Ms Nazia Enam Siddiqui took over as the fund manager of JS Cash Fund (JS-CF), after Dr Ali Akhtar Ali was promoted to the position of chief investment officer August 2010. She has been working in the investment field for more than 15 years. She is responsible for JS Cash Fund (JSCF), JS Income Fund (JSIF), JS Aggressive Income Fund (JSAIF).
Initially the JSCF was a passive fund as it had nearly 97 per cent plus cash deployed in market treasury bills till the new fund manager came, since then the fund seems a bit vigilant as well in trying to beat the category average return and with that it has diversified its investment in other money market instruments.
After the KSE-100 index touched the historic high of 15 thousand points, it was followed by a crash that reduced the index to roughly 5000 points and in addition to this Karachi Stock Market remained closed for a few months. While this was happening, in the debt market term finance certificates prices were slashed as per the order of the regulators which later were revived. However, before this all began JS Investment Limited (JSIL)was the market leader of the asset management industry, and it was the market leaders that retail investors were attracted to mutual funds. In short, after the 2008 debacle JSIL’s fund size contracted and even after things were back to normal was unsuccessful in making a comeback.

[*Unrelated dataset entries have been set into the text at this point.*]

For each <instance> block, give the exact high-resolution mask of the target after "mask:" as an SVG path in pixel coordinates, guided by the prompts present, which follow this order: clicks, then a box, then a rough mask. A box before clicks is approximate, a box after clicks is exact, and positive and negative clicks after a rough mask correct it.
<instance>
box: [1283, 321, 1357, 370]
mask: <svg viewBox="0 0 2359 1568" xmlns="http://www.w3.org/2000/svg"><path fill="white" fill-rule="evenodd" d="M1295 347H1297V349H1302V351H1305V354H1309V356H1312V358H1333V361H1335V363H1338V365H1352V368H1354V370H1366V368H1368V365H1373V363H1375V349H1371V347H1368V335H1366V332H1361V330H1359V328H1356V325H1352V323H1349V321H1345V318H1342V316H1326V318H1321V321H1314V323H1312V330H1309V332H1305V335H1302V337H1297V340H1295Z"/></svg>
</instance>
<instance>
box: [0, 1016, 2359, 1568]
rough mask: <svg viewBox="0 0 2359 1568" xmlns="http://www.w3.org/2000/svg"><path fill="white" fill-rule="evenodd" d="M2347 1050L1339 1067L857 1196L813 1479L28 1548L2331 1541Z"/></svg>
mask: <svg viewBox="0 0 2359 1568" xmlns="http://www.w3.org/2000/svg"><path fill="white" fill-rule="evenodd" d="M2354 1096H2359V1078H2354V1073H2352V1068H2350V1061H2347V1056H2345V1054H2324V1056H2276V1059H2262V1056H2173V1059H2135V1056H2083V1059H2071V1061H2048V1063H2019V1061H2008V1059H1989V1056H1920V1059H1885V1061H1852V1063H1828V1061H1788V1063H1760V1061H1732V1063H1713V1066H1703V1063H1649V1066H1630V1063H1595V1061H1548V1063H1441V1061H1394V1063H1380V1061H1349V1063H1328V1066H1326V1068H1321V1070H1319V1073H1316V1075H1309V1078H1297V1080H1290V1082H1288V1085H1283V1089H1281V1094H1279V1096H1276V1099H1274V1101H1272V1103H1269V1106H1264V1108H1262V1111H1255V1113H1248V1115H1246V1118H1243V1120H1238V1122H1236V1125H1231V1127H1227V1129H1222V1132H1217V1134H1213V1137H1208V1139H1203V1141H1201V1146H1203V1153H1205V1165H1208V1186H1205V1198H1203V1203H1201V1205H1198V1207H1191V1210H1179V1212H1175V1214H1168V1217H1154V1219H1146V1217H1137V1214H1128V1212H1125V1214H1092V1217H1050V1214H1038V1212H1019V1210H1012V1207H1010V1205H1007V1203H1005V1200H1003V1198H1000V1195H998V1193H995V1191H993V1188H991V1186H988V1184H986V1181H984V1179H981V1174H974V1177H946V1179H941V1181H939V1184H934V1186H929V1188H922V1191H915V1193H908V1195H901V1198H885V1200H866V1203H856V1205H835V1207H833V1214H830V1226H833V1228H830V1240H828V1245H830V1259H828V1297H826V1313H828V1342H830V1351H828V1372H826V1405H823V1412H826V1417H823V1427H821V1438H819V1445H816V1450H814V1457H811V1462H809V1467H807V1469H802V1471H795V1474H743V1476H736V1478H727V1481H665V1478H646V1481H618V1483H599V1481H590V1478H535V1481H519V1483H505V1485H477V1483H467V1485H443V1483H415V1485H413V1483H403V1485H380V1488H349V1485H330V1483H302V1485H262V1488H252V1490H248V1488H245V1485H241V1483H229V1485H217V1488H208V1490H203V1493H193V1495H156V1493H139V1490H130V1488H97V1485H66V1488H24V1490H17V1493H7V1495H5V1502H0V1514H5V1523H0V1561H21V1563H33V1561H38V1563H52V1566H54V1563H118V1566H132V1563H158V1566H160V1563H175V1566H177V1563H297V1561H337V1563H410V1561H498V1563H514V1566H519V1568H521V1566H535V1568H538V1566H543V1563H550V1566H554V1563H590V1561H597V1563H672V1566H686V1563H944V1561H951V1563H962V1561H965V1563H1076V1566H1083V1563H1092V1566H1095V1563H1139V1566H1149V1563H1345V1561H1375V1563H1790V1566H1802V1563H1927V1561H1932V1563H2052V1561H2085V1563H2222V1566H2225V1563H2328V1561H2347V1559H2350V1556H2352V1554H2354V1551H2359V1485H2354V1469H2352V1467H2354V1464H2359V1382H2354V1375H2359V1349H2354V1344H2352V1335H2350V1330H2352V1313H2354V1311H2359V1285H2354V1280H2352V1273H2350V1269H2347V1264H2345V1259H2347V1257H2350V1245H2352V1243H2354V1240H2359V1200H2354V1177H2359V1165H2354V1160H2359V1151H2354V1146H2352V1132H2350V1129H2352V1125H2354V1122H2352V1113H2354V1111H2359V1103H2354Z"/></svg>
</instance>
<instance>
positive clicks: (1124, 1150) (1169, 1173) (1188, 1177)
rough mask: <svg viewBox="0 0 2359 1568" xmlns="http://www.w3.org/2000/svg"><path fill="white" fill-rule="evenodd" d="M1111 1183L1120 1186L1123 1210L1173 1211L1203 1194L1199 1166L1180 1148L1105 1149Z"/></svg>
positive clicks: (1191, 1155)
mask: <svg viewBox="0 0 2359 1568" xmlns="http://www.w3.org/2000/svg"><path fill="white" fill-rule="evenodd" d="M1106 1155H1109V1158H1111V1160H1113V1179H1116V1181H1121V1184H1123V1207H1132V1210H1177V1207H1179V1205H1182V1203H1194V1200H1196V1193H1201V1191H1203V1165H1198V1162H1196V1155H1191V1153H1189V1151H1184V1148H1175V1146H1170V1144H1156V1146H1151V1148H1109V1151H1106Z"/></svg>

However, the whole management at JSIL was overhauled from top to bottom, and like all other asset management companies JSIL launched a money market fund.
Since inception, the fund mostly is posting above category average returns, with an above average volatility in returns. However, volatility of returns in a money market fund should not be a major concern for one as returns hover around the same magical digits, that is, 11 and 12 across the board in this category.
The liquidity of the fund has been kept very high compared to peerfunds, a lesson well learnt but JSIL is not benefiting from it as the fund size since launch till Jun-11 (15 months) is standing at the Rs1.44 billion. Whereas, funds launched after JSCF have shown growth and that to in double digits.
After the management change, the management fee for JSCF was revised down from 1.50 per cent to 1.00 per cent, and according to the Mar-11 the total expense ratio was 0.94 per cent. This means to an investor this fund would be costing him around 1.30 per cent per annum, which is a bit below the category average.
JSCF is invested in 68 per cent T-Bills, 18 per cent Cash and 14 per cent with DFI’s as at Jun-11, whereas if we look up at the historical pattern this is the first time that the fund has gone so low on T-Bills, and this normally happens in two situations better rate than T-Bills if being offered and secondly a rate cut is expected. However, in this case latter was the reason as the duration of the fund stood at 70 days which explains that the fund manager was actually foreseeing a rate cut. Overall, the fund in FY11 has posted a return of 11.69 per cent (that is, net of management fee and all other expenses).
The management seems to be working hard for the revival of JSIL previous image, which in future can be easily gauged from the fund size that they are able to gather. However, JSCF is better in generating returns and costs less than a few money market funds that have Rs10 billion under their belt.